"When the drain is only 1/4 inches to 3/8 inches lower than the furthest point of standing water, which is 12 feet away, you must be very careful to maintain a straight, even, elevation between the two points," VanVelsor says. "Any slight dip will hold water. The use of a straight edge or transit will guide you where you want to be.
"In order to solve that we had to taper the pavement from the drain all the way to 12 feet away. The settlement was deeper near the drain and we added more material there to 3/8 inches or so, then ran a straight edge from the drain to the puddle. We kept checking it with a transit to make sure we were running the water in the right direction."
Van Velsor says it took the infrared crew about 45 minutes from start to finish , using only one piece of equipment, to finish this 12-foot job.
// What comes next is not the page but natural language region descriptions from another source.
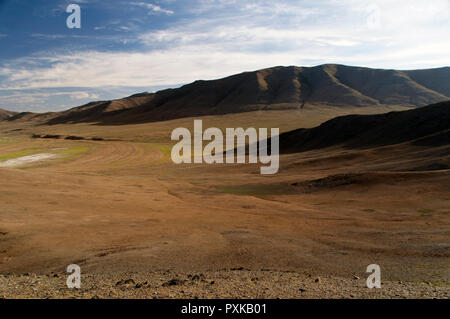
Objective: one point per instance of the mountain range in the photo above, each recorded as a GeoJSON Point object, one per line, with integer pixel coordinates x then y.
{"type": "Point", "coordinates": [276, 88]}
{"type": "Point", "coordinates": [425, 126]}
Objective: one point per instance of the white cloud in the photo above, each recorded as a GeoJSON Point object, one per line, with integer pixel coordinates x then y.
{"type": "Point", "coordinates": [256, 34]}
{"type": "Point", "coordinates": [152, 7]}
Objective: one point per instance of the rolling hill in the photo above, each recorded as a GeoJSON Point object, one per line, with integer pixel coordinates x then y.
{"type": "Point", "coordinates": [4, 114]}
{"type": "Point", "coordinates": [276, 88]}
{"type": "Point", "coordinates": [426, 126]}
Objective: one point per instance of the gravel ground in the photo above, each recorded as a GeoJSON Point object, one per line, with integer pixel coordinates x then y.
{"type": "Point", "coordinates": [238, 283]}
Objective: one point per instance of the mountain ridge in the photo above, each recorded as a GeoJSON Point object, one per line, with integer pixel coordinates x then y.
{"type": "Point", "coordinates": [425, 126]}
{"type": "Point", "coordinates": [275, 88]}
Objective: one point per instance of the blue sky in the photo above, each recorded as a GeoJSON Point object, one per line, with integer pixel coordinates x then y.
{"type": "Point", "coordinates": [125, 47]}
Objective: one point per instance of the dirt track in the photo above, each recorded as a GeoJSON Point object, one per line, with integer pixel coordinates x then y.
{"type": "Point", "coordinates": [115, 207]}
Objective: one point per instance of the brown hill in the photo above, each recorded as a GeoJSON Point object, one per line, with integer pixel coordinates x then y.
{"type": "Point", "coordinates": [271, 89]}
{"type": "Point", "coordinates": [426, 126]}
{"type": "Point", "coordinates": [4, 114]}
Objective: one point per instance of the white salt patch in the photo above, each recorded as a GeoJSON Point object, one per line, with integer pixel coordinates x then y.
{"type": "Point", "coordinates": [20, 161]}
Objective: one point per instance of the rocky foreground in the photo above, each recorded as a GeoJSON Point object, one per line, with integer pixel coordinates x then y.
{"type": "Point", "coordinates": [236, 283]}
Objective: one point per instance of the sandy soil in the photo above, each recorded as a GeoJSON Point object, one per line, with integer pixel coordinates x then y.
{"type": "Point", "coordinates": [121, 210]}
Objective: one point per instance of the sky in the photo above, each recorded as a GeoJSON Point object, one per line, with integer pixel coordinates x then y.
{"type": "Point", "coordinates": [125, 47]}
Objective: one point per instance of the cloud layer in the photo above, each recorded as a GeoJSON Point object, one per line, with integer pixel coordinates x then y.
{"type": "Point", "coordinates": [215, 38]}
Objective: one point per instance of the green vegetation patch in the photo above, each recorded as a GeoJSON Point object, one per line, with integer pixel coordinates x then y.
{"type": "Point", "coordinates": [18, 154]}
{"type": "Point", "coordinates": [69, 152]}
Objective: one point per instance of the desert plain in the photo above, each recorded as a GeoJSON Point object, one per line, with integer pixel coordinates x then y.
{"type": "Point", "coordinates": [140, 226]}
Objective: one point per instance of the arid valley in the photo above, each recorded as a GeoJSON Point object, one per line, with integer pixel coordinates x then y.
{"type": "Point", "coordinates": [110, 200]}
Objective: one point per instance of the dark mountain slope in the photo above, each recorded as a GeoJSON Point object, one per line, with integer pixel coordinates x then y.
{"type": "Point", "coordinates": [428, 125]}
{"type": "Point", "coordinates": [4, 114]}
{"type": "Point", "coordinates": [272, 89]}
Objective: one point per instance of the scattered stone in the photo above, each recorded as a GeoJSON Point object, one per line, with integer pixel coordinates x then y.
{"type": "Point", "coordinates": [125, 282]}
{"type": "Point", "coordinates": [74, 138]}
{"type": "Point", "coordinates": [173, 282]}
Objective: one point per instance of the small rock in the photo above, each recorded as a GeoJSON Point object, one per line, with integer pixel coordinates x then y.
{"type": "Point", "coordinates": [125, 282]}
{"type": "Point", "coordinates": [173, 282]}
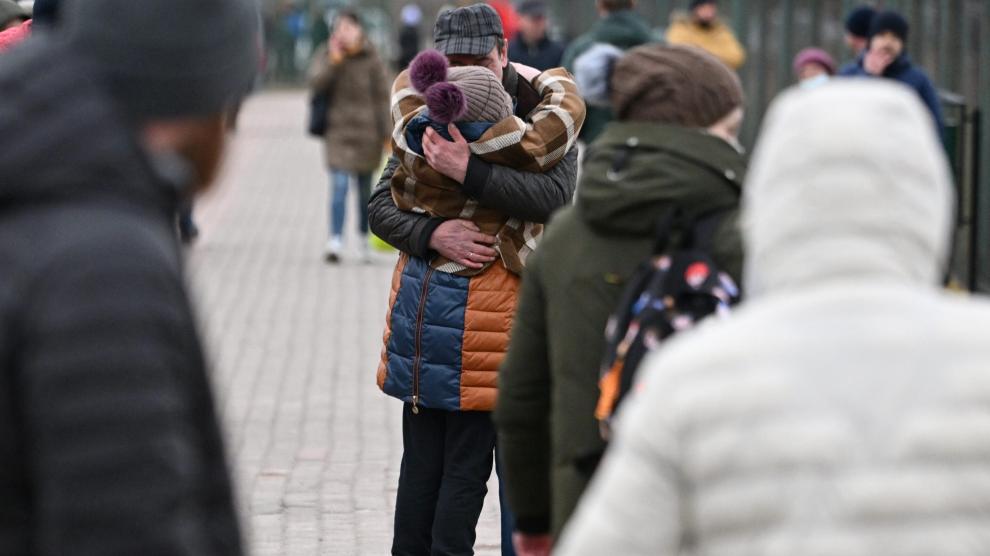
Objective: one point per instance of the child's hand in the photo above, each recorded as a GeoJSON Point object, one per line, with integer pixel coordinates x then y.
{"type": "Point", "coordinates": [448, 158]}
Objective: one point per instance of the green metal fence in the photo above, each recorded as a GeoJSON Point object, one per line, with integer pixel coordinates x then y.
{"type": "Point", "coordinates": [949, 38]}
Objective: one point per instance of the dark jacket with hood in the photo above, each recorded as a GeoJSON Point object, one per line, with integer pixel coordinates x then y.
{"type": "Point", "coordinates": [109, 443]}
{"type": "Point", "coordinates": [548, 435]}
{"type": "Point", "coordinates": [905, 71]}
{"type": "Point", "coordinates": [524, 195]}
{"type": "Point", "coordinates": [624, 29]}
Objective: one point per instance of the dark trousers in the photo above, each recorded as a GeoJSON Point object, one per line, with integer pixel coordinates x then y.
{"type": "Point", "coordinates": [446, 463]}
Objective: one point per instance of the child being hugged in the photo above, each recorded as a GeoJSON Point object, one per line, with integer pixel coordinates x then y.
{"type": "Point", "coordinates": [432, 94]}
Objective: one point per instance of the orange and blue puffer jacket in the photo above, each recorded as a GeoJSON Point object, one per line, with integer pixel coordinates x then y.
{"type": "Point", "coordinates": [446, 335]}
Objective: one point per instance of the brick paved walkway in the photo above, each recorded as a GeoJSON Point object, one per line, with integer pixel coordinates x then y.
{"type": "Point", "coordinates": [295, 344]}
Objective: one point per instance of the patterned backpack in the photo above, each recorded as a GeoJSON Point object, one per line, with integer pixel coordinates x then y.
{"type": "Point", "coordinates": [670, 292]}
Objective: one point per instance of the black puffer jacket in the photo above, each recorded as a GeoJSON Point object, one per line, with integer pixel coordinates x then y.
{"type": "Point", "coordinates": [524, 195]}
{"type": "Point", "coordinates": [109, 441]}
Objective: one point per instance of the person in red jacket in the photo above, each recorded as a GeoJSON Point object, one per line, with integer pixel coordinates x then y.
{"type": "Point", "coordinates": [15, 24]}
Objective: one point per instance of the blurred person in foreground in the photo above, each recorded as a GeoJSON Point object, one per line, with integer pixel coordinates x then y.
{"type": "Point", "coordinates": [678, 112]}
{"type": "Point", "coordinates": [108, 428]}
{"type": "Point", "coordinates": [618, 25]}
{"type": "Point", "coordinates": [532, 46]}
{"type": "Point", "coordinates": [887, 57]}
{"type": "Point", "coordinates": [15, 24]}
{"type": "Point", "coordinates": [445, 334]}
{"type": "Point", "coordinates": [352, 75]}
{"type": "Point", "coordinates": [703, 28]}
{"type": "Point", "coordinates": [813, 67]}
{"type": "Point", "coordinates": [843, 407]}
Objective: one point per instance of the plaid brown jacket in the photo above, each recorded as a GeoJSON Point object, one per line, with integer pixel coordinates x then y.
{"type": "Point", "coordinates": [535, 145]}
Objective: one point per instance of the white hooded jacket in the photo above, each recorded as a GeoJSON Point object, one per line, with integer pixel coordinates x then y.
{"type": "Point", "coordinates": [844, 409]}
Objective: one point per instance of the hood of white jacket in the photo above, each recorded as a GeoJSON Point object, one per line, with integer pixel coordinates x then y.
{"type": "Point", "coordinates": [848, 183]}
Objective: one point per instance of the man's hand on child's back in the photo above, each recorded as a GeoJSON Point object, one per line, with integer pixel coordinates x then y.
{"type": "Point", "coordinates": [448, 158]}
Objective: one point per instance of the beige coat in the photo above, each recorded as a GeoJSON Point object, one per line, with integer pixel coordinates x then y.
{"type": "Point", "coordinates": [358, 118]}
{"type": "Point", "coordinates": [843, 409]}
"It would have taken a remove-and-replace crew several hours and a lot more equipment (something to cut the pavement, a backhoe to remove material, a dump truck to put it in and haul it away, and a truck bringing the asphalt). And what you're replacing is brand new asphalt itself so it's really a waste," he says.
"With the infrared method, the color difference of the pavement will blend to a point where it will be almost impossible to see that any work had been done in each area."
Preheating cold pavement extends paving season
In many parts of the United States and Canada, cold weather paving has challenged contractors for years. The trick is at least two-fold. First, the contractor needs to keep the mix hot enough to place and compact; second it helps if the base the hot mix is placed on is warm (or at least not as cold as the air temperature) so the mix bonds well and the paving lasts longer.
Bob Kieswetter, owner, Heat Design Equipment, Kitchener, Ontario, says that while infrared units can't do anything about keeping the mix itself warm, the infrared process can improve base bonding.
"One of the main interests we see in infrared is preheating base course asphalt in cold weather paving," Kieswetter says. "There hasn't been a reasonable solution to that until now."
A recent bridge replacement job in Ontario illustrates the point. A winter failure of The Latchford Bridge on Highway 11, the Trans Canada Highway, required construction of a temporary bailey-type bridge detour over the Montreal River to and from the bridge that needed to last until the main bridge could be repaired in the spring. General contractor Aecon Construction Ltd. and paving contractor Miller Paving Ltd. constructed the detour and placed granular base asphalt in–4 degrees F conditions.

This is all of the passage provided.